John Irving, Un enfant de la balle

     Farrokh Daruwalla, chirurgien orthopédiste, a plusieurs secrets...
     Le premier, c’est son déchirement identitaire entre l’Angleterre et l’Inde.
     Le deuxième, c’est son obsession à découvrir les gènes des nains achodronplases, ce qui explique sa longue fréquentation des cirques de Bombay et son amitié avec l’un d’eux.
     Le troisième, ce sont ses liens étroits avec une sorte de Colombo /Dr Who local, comédien à la fois adulé et détesté, avec lequel il entretient des liens quasi-familiaux, et pour cause : il connaît comme sa poche le passé ( et la mère ) de celui qui joue le rôle de l’Inspecteur Dhar... sans parler du fait que ce garçon possède un frère jumeau ( mais le comédien, lui, l’ignore ! ), un ecclésiastique qui vient d’arriver à Bombay et qui pourrait bien tomber nez à nez avec son clone... comment faire ?
     Si l’on ajoute le meurtre plus qu’étrange de Mr Lahl, un vieux golfeur du club dont Farrokh et son fils adoptif font partie, on possède une grande partie des clés d’un récit à la fois baroque, lent, complexe et passionnant dont le décor est l’Inde en général et Bombay en particulier !

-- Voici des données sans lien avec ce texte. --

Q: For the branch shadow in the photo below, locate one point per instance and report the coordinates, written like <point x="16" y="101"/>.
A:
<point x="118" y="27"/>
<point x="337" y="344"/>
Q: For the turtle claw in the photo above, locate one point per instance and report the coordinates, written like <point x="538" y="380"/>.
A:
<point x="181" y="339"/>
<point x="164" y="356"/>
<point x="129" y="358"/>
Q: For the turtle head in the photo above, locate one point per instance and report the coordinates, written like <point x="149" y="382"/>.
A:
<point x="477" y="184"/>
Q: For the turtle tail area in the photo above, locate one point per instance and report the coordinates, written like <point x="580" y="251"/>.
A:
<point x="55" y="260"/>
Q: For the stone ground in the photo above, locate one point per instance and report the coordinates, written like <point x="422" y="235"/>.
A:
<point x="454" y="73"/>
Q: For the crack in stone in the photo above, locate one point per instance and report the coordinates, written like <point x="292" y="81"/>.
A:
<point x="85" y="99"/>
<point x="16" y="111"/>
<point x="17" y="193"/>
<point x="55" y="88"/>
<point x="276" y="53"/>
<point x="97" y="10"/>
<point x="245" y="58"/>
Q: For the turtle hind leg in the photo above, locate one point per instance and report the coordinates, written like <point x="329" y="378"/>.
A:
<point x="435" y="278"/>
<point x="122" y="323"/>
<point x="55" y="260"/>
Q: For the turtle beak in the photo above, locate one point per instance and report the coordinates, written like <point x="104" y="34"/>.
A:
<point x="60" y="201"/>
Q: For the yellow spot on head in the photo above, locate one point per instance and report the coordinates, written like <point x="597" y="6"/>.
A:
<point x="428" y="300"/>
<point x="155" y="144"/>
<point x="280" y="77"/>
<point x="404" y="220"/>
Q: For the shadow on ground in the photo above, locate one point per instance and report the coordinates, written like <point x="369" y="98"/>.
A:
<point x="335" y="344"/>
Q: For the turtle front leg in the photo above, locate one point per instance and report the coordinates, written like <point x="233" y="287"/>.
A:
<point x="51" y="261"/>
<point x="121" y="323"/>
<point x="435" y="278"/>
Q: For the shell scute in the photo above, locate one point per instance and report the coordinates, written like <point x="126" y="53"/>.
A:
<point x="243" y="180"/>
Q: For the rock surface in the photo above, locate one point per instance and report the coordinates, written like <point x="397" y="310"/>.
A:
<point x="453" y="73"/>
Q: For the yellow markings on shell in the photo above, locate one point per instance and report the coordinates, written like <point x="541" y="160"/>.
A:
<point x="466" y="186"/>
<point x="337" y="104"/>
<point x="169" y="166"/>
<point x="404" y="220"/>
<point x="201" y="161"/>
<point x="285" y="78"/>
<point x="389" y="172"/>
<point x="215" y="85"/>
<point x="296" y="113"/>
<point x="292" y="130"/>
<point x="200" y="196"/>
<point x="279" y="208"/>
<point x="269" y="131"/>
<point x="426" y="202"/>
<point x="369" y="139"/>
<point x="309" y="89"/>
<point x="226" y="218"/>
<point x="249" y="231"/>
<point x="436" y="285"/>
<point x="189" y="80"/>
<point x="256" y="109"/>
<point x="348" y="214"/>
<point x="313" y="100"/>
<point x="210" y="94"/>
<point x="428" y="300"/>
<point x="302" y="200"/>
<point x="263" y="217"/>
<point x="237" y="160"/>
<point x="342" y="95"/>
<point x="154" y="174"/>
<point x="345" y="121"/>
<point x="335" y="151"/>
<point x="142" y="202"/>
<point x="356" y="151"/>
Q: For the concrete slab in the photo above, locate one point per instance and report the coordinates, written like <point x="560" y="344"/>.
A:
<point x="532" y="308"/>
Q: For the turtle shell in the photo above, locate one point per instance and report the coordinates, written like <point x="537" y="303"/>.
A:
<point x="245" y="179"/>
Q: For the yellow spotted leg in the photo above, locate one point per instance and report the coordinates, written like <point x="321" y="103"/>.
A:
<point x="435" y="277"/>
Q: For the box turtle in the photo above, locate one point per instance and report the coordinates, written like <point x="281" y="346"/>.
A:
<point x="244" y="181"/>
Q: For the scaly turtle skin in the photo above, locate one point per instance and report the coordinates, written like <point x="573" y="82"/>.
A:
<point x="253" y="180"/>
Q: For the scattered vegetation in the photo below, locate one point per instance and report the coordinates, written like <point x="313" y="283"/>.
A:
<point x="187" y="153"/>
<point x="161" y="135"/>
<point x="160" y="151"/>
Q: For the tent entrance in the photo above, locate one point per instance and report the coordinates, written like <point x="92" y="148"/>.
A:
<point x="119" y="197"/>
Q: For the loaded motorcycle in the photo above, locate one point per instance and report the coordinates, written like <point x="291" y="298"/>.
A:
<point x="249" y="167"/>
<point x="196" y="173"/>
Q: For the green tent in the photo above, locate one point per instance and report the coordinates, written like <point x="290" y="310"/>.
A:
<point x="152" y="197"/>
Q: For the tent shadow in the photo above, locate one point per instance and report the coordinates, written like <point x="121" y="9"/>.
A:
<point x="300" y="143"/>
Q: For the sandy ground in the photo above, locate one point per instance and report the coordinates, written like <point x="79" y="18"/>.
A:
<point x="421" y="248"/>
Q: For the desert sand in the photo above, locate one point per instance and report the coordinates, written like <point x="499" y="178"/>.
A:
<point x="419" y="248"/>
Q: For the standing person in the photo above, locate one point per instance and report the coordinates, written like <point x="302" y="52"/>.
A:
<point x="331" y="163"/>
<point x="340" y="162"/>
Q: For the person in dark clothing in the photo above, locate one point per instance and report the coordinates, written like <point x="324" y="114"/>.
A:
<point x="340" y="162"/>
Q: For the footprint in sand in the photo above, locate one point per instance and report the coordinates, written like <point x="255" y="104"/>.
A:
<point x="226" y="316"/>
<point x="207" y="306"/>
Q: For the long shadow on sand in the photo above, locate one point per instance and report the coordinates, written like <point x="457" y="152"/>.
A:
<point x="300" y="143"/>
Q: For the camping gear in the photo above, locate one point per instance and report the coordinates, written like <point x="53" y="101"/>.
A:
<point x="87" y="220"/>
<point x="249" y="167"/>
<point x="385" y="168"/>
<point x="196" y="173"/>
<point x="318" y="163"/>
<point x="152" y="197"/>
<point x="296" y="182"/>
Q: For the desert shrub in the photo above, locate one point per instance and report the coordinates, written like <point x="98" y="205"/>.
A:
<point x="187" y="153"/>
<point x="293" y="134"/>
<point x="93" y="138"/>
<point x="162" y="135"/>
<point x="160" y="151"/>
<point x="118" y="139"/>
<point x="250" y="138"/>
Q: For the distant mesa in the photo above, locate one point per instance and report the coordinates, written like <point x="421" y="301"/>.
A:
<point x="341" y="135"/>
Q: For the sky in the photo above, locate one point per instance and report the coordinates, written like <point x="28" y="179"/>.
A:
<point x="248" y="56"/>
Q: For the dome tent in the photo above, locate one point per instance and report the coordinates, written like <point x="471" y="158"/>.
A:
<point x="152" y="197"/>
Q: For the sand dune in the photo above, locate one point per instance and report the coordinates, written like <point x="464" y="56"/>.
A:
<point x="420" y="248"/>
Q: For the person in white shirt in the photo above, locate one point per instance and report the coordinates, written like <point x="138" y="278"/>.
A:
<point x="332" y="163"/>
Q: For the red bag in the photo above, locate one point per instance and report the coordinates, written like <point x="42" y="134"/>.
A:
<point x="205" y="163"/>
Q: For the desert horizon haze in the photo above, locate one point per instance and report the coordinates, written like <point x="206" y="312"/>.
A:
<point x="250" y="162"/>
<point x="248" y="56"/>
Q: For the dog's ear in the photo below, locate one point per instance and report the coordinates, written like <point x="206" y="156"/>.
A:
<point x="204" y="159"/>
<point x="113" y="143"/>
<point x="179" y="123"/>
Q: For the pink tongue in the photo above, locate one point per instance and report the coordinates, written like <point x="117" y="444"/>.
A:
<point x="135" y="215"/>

     Amateurs s’abstenir !
     Si l’auteur du Monde selon Garp et d’Une prière pour Owen ne livre pas ici son œuvre majeure, il immerge le lecteur dans un univers très particulier, tant sur le plan du cadre que sur celui des mœurs ! Rédigé sous la forme classique du monologue indirect libre, ce roman-fleuve d’une rare densité relate à la fois le destin du Dr Daruwalla, mais aussi celui de personnages attachants et multiples. Malgré sa rédaction traditionnelle, ce récit reste à mes yeux inclassable car il traite de l’Inde, du cirque, de la médecine de pointe, de génétique... mais on y trouve aussi une quête identitaire et familiale, le portrait d’un homme déchiré entre deux cultures et deux pays ( comme John Irving lui-même ) en même temps qu’une enquête policière aux pistes et indices entrecroisés, du grand art !
     C’est là un récit complexe et foisonnant réservé aux lecteurs exigeants, qu’on complètera utilement par l’interview que l’auteur a livrée au magazine Lire de février dernier à l’occasion de la sortie en France de son dernier roman, Dernière nuit à Twisted River ( publié comme les autres au Seuil ).

     Superbe ouvrage ( assez lourd... 700 pages ) en grand format avec jaquette, la fameuse collection « blanche » ( avec liséré vert ! ) du Seuil, beau papier, belle typographie.